Lowbrow to Nobrow

From Lowbrow to Nobrow

A review of From Lowbrow To Nobrow by Peter Swirski

Published on April 1, 2006

From Lowbrow To Nobrow
Peter Swirski

McGill-Queen's University Press
$22.95
paper
216pp
0-7735-3019-3

“We live in the midst of one of the most vibrant eras in literary history,” writes Peter Swirski, “…And even as curricular bias continues to equate literature with its highbrow margins, a popular fiction renaissance inundates the world with genre art that in some cases rivals the great masters.”

Swirski’s defense of popular genres is driven by his enthusiasm for an art that is understood by the masses, and by his passionate distrust of the elitism of those critics who define a canon of literature that excludes popular forms. There is Joyce, Musil and Kafka; but there is also Capek, Lem and Chandler. Swirski believes that the former were privileged by critics because of their very inaccessibility to the masses; the latter were barred from canonical inclusion because of their genre-driven stories-science fiction, detective fiction, fantasy.

Swirski begins with statistics and interesting facts on the history of publishing. In passing, he takes fly-sized swipes at the goliaths Theodor Adorno and Maurice Blanchot. The reader awaits Swirski’s own aesthetics – he has a chapter titled “Towards Nobrow Aesthetics”- but his ideas are somewhat diffuse. More rewarding chapters deal with the neglected genre writers mentioned above. He discusses Karel Capek’s War with the Newts (1936), Raymond Chandler’s Playback (1958) and Stanislav Lem’s The Chain of Chance (1975). In his enthusiasm to explicate in a lively and popular language, avoiding the trap of stuffy aesthetics, Swirski freely invents such words as ‘artertainment’ (good literature that’s fun to read) and the unfortunate ‘nobrow’ (ah, yes, the retrogressively simian ‘brow’ labels) of his title, his term for good genre writing that escapes the ‘high’ and ‘low’ categories.
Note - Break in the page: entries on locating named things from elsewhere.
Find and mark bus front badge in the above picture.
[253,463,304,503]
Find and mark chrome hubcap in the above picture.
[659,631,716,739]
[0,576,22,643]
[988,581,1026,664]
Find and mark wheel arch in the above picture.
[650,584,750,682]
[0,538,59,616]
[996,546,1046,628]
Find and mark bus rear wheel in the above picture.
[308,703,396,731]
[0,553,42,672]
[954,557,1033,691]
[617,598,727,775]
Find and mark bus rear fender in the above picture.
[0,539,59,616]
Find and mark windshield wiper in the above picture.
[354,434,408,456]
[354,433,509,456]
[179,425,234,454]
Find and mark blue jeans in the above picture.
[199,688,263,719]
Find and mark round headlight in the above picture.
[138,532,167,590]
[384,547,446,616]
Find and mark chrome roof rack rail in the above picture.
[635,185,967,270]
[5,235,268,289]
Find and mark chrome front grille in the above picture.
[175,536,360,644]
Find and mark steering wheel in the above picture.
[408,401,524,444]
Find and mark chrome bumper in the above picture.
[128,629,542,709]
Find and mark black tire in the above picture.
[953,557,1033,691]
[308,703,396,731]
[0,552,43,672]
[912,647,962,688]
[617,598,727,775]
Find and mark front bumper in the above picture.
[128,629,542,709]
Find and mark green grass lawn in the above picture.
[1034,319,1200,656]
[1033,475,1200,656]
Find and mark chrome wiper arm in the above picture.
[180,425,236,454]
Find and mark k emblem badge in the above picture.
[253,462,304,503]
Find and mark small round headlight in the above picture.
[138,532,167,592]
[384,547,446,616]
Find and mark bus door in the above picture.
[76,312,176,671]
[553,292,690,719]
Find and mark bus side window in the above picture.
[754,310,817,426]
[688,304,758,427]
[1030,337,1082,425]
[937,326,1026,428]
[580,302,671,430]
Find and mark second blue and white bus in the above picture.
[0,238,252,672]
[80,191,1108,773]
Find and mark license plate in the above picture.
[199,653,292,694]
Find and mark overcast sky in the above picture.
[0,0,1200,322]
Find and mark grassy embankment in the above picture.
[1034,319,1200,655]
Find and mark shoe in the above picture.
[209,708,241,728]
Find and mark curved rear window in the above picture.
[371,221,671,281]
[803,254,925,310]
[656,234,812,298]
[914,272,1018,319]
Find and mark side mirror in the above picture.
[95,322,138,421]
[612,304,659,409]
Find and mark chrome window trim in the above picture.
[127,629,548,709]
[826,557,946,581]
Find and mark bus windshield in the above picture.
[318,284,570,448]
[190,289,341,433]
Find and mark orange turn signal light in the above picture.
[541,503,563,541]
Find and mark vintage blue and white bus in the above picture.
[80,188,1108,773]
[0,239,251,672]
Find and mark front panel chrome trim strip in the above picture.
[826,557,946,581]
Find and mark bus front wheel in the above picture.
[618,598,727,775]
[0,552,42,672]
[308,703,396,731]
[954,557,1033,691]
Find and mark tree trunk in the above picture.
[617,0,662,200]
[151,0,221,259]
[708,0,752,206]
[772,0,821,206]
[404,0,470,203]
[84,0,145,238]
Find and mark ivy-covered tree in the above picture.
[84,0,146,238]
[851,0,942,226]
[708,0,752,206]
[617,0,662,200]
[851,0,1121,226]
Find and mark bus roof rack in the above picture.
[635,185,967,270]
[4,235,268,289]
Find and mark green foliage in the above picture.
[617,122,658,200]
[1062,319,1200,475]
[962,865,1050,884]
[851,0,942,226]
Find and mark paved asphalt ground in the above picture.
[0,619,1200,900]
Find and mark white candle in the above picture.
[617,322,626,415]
Swirski’s presentation compiles biographical detail, accolades from other writers, plot summaries, and the cultural relevance of the works. He describes the recipe for Lem’s novel as “a blend of cliff-hanger narration and sophisticated science-smart philosophy” that “brings the sundry elements of its mystery thrillethon into a nail-biting focus,” and he praises Chain for its “likeable hero, hardboiled narration, and enough carnage to hook the generation raised on American Psycho.” It is obvious that Swirski is not aiming at the kind of exegesis found in Blanchot’s Rilke, Walter Benjamin’s Leskov, or Northrop Frye’s Blake.

There is nothing intrinsically wrong with Swirski’s enthusiasm. The problem arises when he tries to place the works in the context of the classics and the admittedly demanding aesthetics that treat them. In the end he seems to be claiming, somewhat truculently, that he loves these books, and people love these books, and no one should say that the authors are not worthy of the Nobel Prize.
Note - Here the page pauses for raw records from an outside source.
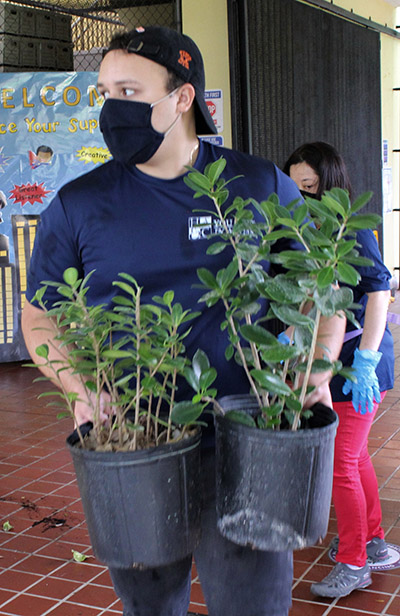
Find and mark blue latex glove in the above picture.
[342,349,382,415]
[278,332,290,344]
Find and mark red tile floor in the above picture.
[0,293,400,616]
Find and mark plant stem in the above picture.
[292,308,321,431]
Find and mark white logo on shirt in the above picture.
[188,216,234,240]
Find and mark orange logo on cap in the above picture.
[178,49,192,70]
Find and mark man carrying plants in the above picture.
[23,27,345,616]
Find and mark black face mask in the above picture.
[99,90,180,165]
[300,190,321,201]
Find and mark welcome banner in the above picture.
[0,72,111,362]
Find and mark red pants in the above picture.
[333,392,386,567]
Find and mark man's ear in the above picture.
[177,83,196,113]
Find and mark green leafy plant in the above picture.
[185,158,380,430]
[29,268,216,451]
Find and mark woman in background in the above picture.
[283,141,394,597]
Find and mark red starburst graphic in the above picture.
[10,182,53,206]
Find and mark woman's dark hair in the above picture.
[283,141,352,199]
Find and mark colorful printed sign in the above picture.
[0,72,111,362]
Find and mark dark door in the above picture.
[228,0,382,224]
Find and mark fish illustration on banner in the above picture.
[0,72,111,362]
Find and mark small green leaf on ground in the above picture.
[71,550,90,563]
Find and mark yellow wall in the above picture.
[182,0,400,276]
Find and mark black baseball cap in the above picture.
[107,26,217,135]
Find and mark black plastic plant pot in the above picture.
[67,433,201,568]
[215,396,338,551]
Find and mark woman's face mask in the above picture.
[100,88,181,165]
[300,190,321,201]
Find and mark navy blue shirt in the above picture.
[27,142,300,398]
[330,229,394,402]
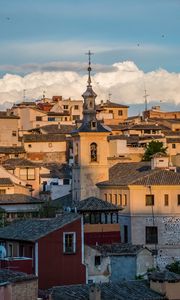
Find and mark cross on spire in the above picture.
[85,50,94,86]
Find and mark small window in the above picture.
[146,226,158,244]
[0,189,6,195]
[36,116,42,121]
[63,232,76,254]
[109,194,112,203]
[114,194,117,205]
[63,178,69,185]
[164,194,169,206]
[12,130,17,136]
[94,255,101,267]
[177,194,180,205]
[146,195,154,206]
[118,110,123,116]
[123,194,127,206]
[119,194,122,206]
[90,143,97,162]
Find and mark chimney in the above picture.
[89,283,101,300]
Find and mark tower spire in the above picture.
[86,50,94,86]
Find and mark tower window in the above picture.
[90,143,97,161]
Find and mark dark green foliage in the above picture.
[166,260,180,274]
[143,141,167,161]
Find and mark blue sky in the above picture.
[0,0,180,74]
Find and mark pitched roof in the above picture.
[23,133,66,143]
[52,280,166,300]
[29,124,76,134]
[0,269,37,284]
[97,162,180,187]
[91,243,150,256]
[149,270,180,282]
[2,158,39,169]
[0,146,25,154]
[73,197,120,212]
[0,178,14,186]
[0,213,80,242]
[0,194,44,205]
In 1975, when Lem’s novel was published, Saul Bellow completed his great novel Humboldt’s Gift. A brief comparison of the two works shows why Bellow might deserve the Nobel Prize (he received it in 1976) and not Lem. The latter ably follows the genre approach, which relies on stock-in-trade characters. They are vehicles for plots and ideas, from which the reader gets an adrenaline rush and a late night wow! Bellow’s prose, on the other hand, is rich in the nuances of individual perception. As he said to Philip Roth, “In becoming a writer I hoped to bring out somehow my singular reactions to existence. Why else write?”

Bellow tries to make this singularity pervade every sentence, while Lem writes in the staccato style typical of hardboiled fiction-stringing together pithy observations without the support of a rich, subjective presence. For readers who equate literature with the exploration of individualized worlds, there is something punishing about thriller prose.

Swirski writes intelligently, quotes copiously, and approaches his themes passionately. And yet there must be a mote in his eye if he has to rally T.S. Eliot to his support for genre fiction. Quoting the latter’s essay “Religion and Literature”- “it is just the literature that we read for ‘amusement’…that may have the greatest and least suspected influence upon us”-Swirski fails to mention that Eliot’s next remark about this influence (in a calmly reasoned censure of secularism) is that it is potentially insidious. In other words, the opposite of what Swirski wants to say-raising legitimate doubts in the reader’s mind about the nature of his project.

mRb
Mark Heffernan is a Montreal writer.